It will be some months before it's known how many jobs the new owner of Oamaru's Summit Wool Spinners might have available and there's a risk skilled staff could be lost in the meantime.

The wool spinning plant, which is Oamaru's second biggest employer, has been conditionally sold to carpet manufacturer Godfrey Hirst and all 192 staff are being made redundant at the end of February.

Godfrey Hirst general manager Tania Pauling says a small number of the plant's employees could be rehired, but it will be some months before those positions are available.

"The plant won't continue on in its current form because it's clearly not sustainable," Ms Pauling told Radio New Zealand.

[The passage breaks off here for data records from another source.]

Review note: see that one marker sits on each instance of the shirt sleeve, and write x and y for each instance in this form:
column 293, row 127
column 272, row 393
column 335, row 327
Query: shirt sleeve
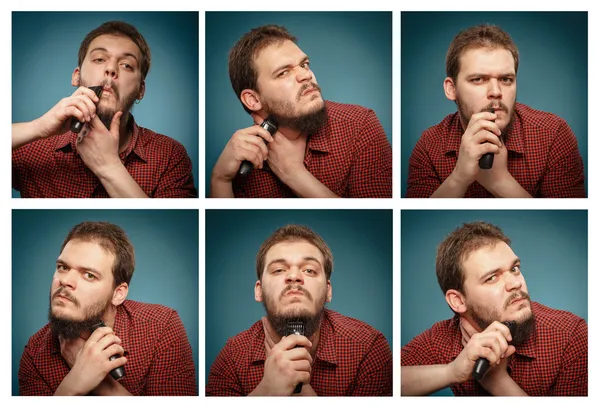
column 564, row 176
column 172, row 372
column 30, row 381
column 177, row 181
column 573, row 377
column 423, row 180
column 222, row 379
column 375, row 376
column 371, row 173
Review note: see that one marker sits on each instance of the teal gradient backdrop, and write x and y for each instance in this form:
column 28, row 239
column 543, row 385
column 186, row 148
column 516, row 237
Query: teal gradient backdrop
column 552, row 76
column 350, row 54
column 44, row 55
column 552, row 246
column 166, row 271
column 361, row 243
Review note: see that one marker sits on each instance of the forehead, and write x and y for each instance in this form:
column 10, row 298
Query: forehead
column 277, row 54
column 488, row 258
column 117, row 44
column 87, row 254
column 486, row 60
column 293, row 250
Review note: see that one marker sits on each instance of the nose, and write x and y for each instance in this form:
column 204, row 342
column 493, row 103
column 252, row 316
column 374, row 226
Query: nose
column 494, row 90
column 294, row 275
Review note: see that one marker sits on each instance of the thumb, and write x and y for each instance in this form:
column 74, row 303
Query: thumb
column 115, row 124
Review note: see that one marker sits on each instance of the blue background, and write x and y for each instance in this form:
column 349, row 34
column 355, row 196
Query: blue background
column 166, row 271
column 361, row 243
column 350, row 54
column 44, row 55
column 551, row 244
column 552, row 75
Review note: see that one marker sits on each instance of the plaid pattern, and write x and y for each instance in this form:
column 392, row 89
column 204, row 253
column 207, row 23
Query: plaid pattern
column 352, row 358
column 351, row 156
column 542, row 156
column 51, row 167
column 553, row 362
column 159, row 355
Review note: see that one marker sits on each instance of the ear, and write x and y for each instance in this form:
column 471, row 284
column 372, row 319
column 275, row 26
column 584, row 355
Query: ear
column 450, row 89
column 142, row 90
column 258, row 291
column 119, row 294
column 251, row 100
column 76, row 77
column 456, row 301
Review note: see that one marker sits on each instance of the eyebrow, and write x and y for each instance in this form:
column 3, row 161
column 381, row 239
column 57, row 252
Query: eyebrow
column 90, row 269
column 127, row 54
column 284, row 261
column 281, row 67
column 490, row 273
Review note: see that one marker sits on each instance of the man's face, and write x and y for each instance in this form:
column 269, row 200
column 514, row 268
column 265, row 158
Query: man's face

"We're going to look at the business, go through the fundamentals and see if we can revitalise it in an amended form."

It's hoped Godfrey Hirst will have a clear idea of the plant's future by May.

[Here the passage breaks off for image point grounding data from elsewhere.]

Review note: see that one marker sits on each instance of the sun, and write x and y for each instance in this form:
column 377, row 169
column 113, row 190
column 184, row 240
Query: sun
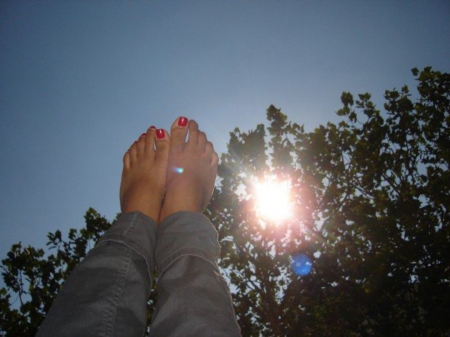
column 273, row 199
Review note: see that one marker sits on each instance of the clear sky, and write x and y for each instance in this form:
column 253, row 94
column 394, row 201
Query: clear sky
column 81, row 80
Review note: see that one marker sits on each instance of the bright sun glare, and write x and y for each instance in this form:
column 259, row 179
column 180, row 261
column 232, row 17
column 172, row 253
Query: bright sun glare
column 273, row 202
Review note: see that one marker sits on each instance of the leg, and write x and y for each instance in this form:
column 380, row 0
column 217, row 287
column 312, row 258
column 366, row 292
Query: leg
column 106, row 294
column 193, row 298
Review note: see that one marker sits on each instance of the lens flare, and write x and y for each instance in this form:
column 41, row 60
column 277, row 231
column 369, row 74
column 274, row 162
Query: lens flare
column 178, row 170
column 301, row 264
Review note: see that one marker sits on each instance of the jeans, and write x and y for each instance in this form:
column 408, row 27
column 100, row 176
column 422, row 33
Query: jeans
column 106, row 294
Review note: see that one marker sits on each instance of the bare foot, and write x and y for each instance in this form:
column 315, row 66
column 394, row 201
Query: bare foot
column 144, row 174
column 191, row 171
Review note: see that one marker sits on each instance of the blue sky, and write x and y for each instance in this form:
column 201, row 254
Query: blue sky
column 81, row 80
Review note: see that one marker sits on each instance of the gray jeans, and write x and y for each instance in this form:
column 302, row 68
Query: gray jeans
column 106, row 294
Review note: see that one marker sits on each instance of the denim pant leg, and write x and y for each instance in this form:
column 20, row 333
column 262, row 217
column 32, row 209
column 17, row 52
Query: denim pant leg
column 193, row 298
column 106, row 293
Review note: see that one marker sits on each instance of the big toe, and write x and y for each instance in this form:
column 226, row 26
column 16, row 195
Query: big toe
column 163, row 141
column 178, row 134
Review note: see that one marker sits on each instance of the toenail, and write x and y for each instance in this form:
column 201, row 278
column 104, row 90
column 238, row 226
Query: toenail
column 160, row 134
column 182, row 121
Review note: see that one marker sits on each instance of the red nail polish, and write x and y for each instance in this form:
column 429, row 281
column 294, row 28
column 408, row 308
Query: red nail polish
column 160, row 134
column 182, row 121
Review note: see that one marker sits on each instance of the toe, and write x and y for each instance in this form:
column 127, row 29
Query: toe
column 162, row 144
column 150, row 141
column 193, row 133
column 126, row 160
column 202, row 141
column 178, row 134
column 133, row 152
column 141, row 145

Until then, Ms Pauling says it's uncertain how many staff the company might look to employ, but it could be as high as 50.

"Obviously there is a risk for us in losing skilled workers in that hiatus period," she says.

The Engineering, Printing and Manufacturing Union says workers were told the New Zealand dollar's high value was a contributing factor to the sale.

EPMU organiser John Gardner said the company had, like many other companies, been hit hard by the inflated currency.

"Summit is the second largest employer in Oamaru and has been a part of the town for 130 years. These redundancies are devastating for staff and for the whole community of Oamaru which relies so heavily on these jobs," he said.

Opposition parties have called on the government to act over the high exchange rate.